President Donald Trump addressed his country on August 21 2017, as he presented his policy on Afghanistan and South Asia, and since then, the humiliation he meted out to Pakistan, a country that has lost so much to the American War on Terror, has become a burning wound.
Pakistan was blamed for providing support to militants and no concrete policy was presented. It felt like Indian PM Modi himself had written Mr Trump’s harangue. The only thing that Mr Trump announced regarding the war in Afghanistan was an increase in troops. As far as his policy on South Asia is concerned, it is sad that a country always boasting about rights ignored Kashmir completely and failed to even notice that Pakistan has been protecting Afghan refugees ever since Americas’ last stint in Afghanistan in the 1980s. How many refugees are in India?
To ask Islamabad to “do more,” it is clear that Washington has always undermined Pakistan’s role in fighting militancy, from turning a deaf ear to the screams of Kashmiris, to accusing Pakistan of wasting American money, as if that American money was ever invested in Pakistani resources or infrastructure rather than sucked back into American pockets through building American bases and logistical support. The United States frequently blames Pakistan for having a soft corner for militants, thus calling Pakistan not a real ally, never realising that it is Pakistan who has to live with militants who hide in Afghanistan, and Pakistanis that will die from a backlash from mishandling militants.

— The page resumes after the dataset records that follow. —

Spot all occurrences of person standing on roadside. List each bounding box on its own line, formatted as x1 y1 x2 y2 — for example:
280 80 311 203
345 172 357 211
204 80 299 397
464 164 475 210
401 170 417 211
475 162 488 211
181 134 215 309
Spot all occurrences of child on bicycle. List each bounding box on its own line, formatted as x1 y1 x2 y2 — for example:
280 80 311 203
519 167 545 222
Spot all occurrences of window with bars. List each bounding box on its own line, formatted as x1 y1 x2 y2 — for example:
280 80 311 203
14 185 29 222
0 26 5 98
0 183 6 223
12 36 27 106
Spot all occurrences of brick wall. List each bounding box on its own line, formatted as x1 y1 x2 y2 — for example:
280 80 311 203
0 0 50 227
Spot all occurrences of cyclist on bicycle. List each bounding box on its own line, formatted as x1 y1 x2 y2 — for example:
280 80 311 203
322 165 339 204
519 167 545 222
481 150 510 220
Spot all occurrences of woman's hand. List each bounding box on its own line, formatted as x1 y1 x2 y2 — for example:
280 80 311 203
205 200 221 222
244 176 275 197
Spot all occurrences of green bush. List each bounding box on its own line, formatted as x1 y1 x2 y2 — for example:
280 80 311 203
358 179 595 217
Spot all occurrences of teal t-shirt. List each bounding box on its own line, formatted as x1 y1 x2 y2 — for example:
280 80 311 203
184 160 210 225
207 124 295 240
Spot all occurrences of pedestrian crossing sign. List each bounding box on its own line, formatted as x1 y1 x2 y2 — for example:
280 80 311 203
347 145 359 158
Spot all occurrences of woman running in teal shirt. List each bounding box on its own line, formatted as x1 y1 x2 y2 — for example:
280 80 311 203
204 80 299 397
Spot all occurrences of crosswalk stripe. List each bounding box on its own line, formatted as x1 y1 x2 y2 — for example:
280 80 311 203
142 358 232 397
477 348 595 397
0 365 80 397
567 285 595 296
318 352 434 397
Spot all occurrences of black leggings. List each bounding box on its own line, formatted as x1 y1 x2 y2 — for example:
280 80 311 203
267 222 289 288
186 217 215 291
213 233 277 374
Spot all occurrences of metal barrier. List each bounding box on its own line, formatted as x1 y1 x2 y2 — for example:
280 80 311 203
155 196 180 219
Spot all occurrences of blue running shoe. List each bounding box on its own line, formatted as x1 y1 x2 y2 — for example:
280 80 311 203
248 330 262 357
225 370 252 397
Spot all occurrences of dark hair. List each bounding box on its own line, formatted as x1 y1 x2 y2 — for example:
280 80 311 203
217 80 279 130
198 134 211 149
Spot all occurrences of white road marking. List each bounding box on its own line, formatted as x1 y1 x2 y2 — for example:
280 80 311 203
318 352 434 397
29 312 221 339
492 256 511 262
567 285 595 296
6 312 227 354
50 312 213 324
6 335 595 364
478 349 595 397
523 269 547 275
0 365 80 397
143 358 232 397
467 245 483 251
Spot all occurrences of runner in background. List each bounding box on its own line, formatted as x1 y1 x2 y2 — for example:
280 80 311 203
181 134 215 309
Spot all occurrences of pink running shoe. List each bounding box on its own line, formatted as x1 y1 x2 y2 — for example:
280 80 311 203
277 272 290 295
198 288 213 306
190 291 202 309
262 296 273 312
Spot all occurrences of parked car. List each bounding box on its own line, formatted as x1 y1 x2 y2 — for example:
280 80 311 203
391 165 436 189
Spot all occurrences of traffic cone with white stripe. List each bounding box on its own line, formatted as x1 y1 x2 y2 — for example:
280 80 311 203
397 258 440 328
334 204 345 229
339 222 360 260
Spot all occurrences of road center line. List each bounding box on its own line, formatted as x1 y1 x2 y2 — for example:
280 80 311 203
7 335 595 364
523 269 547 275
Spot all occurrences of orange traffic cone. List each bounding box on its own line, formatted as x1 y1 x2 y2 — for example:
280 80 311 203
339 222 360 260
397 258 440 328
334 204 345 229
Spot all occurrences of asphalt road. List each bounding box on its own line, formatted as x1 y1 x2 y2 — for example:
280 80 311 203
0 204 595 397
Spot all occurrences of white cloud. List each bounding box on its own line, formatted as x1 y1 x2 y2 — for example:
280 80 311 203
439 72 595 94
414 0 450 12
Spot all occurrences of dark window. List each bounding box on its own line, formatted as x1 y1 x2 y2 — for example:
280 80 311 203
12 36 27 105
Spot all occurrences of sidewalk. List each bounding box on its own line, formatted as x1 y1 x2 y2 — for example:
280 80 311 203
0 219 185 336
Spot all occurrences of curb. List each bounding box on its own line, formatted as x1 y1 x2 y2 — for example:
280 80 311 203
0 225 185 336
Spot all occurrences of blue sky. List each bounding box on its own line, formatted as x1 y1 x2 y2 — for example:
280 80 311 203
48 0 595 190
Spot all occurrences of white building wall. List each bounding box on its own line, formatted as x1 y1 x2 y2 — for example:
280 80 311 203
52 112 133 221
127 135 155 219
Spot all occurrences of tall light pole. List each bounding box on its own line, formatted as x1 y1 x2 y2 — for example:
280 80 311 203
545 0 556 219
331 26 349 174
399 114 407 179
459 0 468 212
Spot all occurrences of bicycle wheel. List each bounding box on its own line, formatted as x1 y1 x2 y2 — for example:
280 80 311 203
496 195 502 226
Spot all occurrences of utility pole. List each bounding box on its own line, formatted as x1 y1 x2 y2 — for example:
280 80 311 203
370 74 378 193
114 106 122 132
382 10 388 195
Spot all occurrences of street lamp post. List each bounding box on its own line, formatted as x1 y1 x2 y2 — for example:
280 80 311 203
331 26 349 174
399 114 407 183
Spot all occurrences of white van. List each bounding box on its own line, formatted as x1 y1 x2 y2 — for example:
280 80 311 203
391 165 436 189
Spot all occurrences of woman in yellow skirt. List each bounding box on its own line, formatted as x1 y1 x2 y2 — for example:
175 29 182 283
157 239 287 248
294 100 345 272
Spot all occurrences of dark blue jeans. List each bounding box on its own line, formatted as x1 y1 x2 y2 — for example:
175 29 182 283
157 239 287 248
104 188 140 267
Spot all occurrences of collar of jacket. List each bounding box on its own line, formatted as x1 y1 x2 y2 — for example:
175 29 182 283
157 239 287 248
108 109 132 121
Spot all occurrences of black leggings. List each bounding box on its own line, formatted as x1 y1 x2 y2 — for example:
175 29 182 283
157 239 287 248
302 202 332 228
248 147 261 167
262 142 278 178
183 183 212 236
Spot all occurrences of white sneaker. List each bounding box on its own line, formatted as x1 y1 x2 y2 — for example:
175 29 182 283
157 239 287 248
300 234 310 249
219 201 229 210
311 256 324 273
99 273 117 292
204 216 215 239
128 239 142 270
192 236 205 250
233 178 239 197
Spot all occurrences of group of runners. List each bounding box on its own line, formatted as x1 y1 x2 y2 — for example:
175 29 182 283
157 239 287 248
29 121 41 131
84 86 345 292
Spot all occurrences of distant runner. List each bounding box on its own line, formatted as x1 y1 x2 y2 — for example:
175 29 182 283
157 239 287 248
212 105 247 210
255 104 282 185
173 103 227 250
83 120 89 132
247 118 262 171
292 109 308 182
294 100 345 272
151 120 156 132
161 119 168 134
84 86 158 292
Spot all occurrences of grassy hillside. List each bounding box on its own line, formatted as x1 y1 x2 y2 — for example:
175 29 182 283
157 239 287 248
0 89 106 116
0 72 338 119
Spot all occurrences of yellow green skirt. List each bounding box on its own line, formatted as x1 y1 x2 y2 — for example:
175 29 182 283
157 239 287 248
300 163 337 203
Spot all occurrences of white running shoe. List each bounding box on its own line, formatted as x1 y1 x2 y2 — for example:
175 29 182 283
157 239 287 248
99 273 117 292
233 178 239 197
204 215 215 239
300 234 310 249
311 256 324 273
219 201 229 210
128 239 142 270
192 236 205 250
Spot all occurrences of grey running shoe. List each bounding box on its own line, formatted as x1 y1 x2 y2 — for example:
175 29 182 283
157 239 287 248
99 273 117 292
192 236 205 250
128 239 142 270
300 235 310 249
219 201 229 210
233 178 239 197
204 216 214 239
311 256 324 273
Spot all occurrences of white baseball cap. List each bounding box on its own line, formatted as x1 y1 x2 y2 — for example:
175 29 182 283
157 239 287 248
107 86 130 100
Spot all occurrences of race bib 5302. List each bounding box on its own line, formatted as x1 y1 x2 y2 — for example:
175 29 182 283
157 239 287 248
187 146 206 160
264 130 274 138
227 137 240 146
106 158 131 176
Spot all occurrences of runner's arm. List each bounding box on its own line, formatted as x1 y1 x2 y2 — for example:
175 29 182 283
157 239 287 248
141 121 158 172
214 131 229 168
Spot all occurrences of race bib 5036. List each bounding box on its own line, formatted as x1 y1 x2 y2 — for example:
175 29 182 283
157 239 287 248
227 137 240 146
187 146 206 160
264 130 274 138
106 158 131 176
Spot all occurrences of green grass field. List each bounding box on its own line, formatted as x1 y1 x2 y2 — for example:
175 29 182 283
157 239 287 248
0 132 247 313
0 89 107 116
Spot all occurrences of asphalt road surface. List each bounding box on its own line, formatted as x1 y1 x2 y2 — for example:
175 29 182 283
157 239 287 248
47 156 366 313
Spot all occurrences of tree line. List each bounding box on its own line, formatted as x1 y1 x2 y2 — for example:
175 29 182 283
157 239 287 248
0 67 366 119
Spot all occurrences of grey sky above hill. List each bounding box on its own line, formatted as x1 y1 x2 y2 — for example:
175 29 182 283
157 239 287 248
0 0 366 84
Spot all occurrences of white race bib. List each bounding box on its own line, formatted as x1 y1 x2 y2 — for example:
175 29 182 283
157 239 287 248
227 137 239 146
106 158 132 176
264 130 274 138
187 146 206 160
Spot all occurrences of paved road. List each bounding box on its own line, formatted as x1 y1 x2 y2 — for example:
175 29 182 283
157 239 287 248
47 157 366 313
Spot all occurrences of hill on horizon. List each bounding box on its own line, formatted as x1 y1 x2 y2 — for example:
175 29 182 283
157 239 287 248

Whereas the Trump Administration criticised Pakistan’s role in the fight against militancy, Saudi Arabia, and China praised Pakistan’s role in the fight against terrorism. Just as it has left the Middle East in tatters from bad policy and a worse assessment of the situation on ground, America’s attitude in South Asia will do the same… Vietnam, Libya, Somalia, Syria, Afghanistan and now Pakistan. The two countries, India and Pakistan, need not be as afraid of each other, as they should be from American policies in the area.
The spokesperson of the US State Department Heather Nauert said about Kashmir that the United States continues to encourage the sides to sit down and talk together about that. The double standards of American humanism come in the ugliest form when the US government keeps criminally silent on the worst record of human rights in Kashmir by Indian forces.
Public opinion is already against the United States, here and in Afghanistan. Their war will not be won in Afghanistan, and it is not the US or India that will suffer, it will be the Afghans and the Pakistanis. The US, once again, is backing the wrong side.